Not an issue. She was certain of it. He would do as she told him, and she had laughed lightly, had left the boys, had gone in search of a place in the library. She would have liked then to have been able to lean across the stone wall on the Heckmondwike Road, above where she laid her flowers, feel the night cold on her face and tell her cousins what she was tasked to do and imagine them nodding in admiration.

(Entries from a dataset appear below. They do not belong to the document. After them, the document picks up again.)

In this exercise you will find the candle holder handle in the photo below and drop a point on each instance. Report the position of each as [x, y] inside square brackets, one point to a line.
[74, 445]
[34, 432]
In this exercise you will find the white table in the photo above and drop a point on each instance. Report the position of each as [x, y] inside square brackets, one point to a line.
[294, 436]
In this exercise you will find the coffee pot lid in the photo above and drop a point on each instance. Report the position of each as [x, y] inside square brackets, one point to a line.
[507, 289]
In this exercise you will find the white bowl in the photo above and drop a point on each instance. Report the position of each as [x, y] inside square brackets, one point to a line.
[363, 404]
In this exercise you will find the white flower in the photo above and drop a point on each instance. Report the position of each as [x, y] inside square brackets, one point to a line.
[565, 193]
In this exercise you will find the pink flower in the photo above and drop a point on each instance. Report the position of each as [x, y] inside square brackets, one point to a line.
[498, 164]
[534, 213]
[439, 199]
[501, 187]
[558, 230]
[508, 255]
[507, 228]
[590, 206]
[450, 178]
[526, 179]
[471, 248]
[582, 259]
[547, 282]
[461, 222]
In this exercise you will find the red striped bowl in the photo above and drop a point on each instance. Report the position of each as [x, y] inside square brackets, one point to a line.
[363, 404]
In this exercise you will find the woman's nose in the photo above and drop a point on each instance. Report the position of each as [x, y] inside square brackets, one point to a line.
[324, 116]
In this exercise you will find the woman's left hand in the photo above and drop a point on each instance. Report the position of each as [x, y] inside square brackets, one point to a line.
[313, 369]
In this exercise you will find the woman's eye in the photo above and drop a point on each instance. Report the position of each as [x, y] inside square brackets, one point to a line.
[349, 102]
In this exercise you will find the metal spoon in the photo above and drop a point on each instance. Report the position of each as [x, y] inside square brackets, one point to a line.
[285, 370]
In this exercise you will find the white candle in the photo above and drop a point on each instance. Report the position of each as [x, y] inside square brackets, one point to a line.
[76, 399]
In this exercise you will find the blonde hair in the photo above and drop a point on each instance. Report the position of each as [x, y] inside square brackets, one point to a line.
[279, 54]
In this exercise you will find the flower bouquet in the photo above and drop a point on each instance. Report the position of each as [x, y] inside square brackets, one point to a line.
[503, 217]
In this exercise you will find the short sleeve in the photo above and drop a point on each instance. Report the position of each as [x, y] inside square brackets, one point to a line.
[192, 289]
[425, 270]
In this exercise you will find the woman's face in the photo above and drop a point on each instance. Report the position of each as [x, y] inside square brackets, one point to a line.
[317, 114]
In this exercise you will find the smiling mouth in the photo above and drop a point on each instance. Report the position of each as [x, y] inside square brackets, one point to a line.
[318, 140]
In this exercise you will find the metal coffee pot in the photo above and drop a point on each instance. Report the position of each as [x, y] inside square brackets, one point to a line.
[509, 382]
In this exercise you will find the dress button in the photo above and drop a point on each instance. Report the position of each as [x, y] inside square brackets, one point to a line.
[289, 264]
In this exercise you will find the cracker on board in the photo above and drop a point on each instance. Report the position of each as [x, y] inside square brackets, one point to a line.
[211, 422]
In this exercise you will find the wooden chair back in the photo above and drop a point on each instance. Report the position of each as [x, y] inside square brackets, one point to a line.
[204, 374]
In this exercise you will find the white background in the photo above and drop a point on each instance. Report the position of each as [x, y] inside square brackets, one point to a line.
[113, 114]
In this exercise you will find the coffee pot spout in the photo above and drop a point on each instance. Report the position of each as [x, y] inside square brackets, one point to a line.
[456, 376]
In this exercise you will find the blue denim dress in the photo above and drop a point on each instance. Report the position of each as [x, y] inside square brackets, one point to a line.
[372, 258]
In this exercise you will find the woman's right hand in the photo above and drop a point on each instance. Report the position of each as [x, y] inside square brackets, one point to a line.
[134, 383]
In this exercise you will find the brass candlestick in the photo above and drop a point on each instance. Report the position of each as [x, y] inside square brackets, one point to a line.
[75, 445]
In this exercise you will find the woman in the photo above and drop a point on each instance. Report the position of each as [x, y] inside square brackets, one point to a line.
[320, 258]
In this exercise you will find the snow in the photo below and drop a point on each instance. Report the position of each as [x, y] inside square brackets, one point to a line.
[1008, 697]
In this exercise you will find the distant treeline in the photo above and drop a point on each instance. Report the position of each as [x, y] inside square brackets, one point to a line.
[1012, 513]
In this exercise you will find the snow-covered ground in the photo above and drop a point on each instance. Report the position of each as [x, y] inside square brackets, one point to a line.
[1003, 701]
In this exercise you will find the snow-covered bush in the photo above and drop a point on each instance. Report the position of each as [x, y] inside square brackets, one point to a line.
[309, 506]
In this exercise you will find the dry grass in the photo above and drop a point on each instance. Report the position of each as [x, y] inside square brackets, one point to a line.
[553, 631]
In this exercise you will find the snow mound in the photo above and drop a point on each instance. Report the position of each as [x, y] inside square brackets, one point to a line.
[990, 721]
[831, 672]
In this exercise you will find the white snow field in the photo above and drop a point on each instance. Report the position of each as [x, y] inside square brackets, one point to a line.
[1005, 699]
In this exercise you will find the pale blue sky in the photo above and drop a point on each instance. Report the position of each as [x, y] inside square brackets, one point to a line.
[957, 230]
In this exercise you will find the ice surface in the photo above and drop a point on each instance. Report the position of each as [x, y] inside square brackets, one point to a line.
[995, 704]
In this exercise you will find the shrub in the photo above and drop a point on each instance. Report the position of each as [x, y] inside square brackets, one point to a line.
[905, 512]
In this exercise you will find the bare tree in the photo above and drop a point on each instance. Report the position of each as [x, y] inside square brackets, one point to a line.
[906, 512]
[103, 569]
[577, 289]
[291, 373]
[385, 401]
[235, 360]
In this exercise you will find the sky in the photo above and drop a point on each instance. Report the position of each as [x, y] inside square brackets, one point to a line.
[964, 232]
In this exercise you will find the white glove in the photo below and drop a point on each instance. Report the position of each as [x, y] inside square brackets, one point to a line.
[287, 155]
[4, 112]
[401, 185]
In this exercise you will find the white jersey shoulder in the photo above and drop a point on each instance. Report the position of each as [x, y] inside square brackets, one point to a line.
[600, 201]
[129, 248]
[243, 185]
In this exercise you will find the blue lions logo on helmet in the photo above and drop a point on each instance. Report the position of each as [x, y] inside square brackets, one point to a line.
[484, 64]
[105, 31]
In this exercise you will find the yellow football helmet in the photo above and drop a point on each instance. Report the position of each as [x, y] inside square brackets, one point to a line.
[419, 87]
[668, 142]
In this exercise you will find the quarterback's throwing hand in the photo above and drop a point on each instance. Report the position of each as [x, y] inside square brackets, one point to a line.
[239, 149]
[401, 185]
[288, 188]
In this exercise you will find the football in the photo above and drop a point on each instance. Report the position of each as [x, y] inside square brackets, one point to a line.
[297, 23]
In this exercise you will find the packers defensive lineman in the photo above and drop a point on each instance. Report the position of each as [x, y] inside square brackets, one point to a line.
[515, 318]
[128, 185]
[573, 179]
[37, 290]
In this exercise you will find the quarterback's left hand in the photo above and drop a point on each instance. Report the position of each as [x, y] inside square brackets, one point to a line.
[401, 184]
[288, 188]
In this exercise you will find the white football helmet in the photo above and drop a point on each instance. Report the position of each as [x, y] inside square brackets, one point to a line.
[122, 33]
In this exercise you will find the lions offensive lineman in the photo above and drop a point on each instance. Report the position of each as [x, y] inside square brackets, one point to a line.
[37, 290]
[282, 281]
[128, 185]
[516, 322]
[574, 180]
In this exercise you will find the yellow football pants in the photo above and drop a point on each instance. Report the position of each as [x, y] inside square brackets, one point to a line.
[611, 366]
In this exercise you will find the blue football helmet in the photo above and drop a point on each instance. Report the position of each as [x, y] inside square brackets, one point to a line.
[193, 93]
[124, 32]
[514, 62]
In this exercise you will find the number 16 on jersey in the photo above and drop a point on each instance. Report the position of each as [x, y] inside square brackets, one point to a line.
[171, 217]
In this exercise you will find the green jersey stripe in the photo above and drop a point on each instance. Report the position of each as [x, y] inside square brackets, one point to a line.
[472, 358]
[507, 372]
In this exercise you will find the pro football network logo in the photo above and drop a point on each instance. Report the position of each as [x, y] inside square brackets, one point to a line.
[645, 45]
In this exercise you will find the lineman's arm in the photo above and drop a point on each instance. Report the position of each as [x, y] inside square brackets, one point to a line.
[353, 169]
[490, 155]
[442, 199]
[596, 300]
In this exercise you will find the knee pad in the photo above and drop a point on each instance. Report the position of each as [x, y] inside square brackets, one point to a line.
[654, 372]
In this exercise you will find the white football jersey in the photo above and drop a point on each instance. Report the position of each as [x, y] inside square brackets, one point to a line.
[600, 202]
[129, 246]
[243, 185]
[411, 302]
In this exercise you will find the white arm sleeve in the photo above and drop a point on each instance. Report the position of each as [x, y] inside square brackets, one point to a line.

The city of Marseille… more than two and a half millennia ago, Greek traders had arrived here from an Ionian town in Turkey, had established a trading post, had quickly discovered a perfect climate for the cultivation of vines and olives. They developed an extraordinary depth of culture, moved inland but also established trading routes by sailing west out into the Atlantic and then south along the coastline of continental Africa. Next to exploit the safe anchorage of the harbour were the Roman colonists. Later, under Julius Caesar, veteran legionaries were awarded plots of land as reward for loyal service. Next to come were the barbarians, Visigoths and Ostrogoths, and after them Arab armies sailing north across the Mediterranean. And then there was chaos and a breakdown in authority and Marseille was overrun by pirates. There were famines and plagues and disasters for centuries until papal power subjugated the unruly territory. Then prosperity, then absolute monarchy, then the construction of two of the finest fortresses in Europe – the Bas-Fort Saint-Nicolas and the Fort Saint-Jean, and the building of cathedrals to the glory of God, and fine public buildings. Marseille became the second city of France, but one that always showed a pithy, bitter, stubborn attitude to any form of subjugation from distant Paris. History, ancient and modern, drips from the civic buildings along with hedonistic streaks of rebellion. A visitor can stroll along bustling boulevards, always staying aware and keeping a firm grip on a bag and the zip fastened on a pocket with a wallet or purse, can visit magnificient museums, can take excursions to a coastline of amazing beauty, can eat well, feel a sense of anarchic freedom, can slip inside the dark quiet beauty of the Cathédrale de la Major and speak a few words of contemplation and feel purged and at peace. Those are a collection of aspects of Marseille.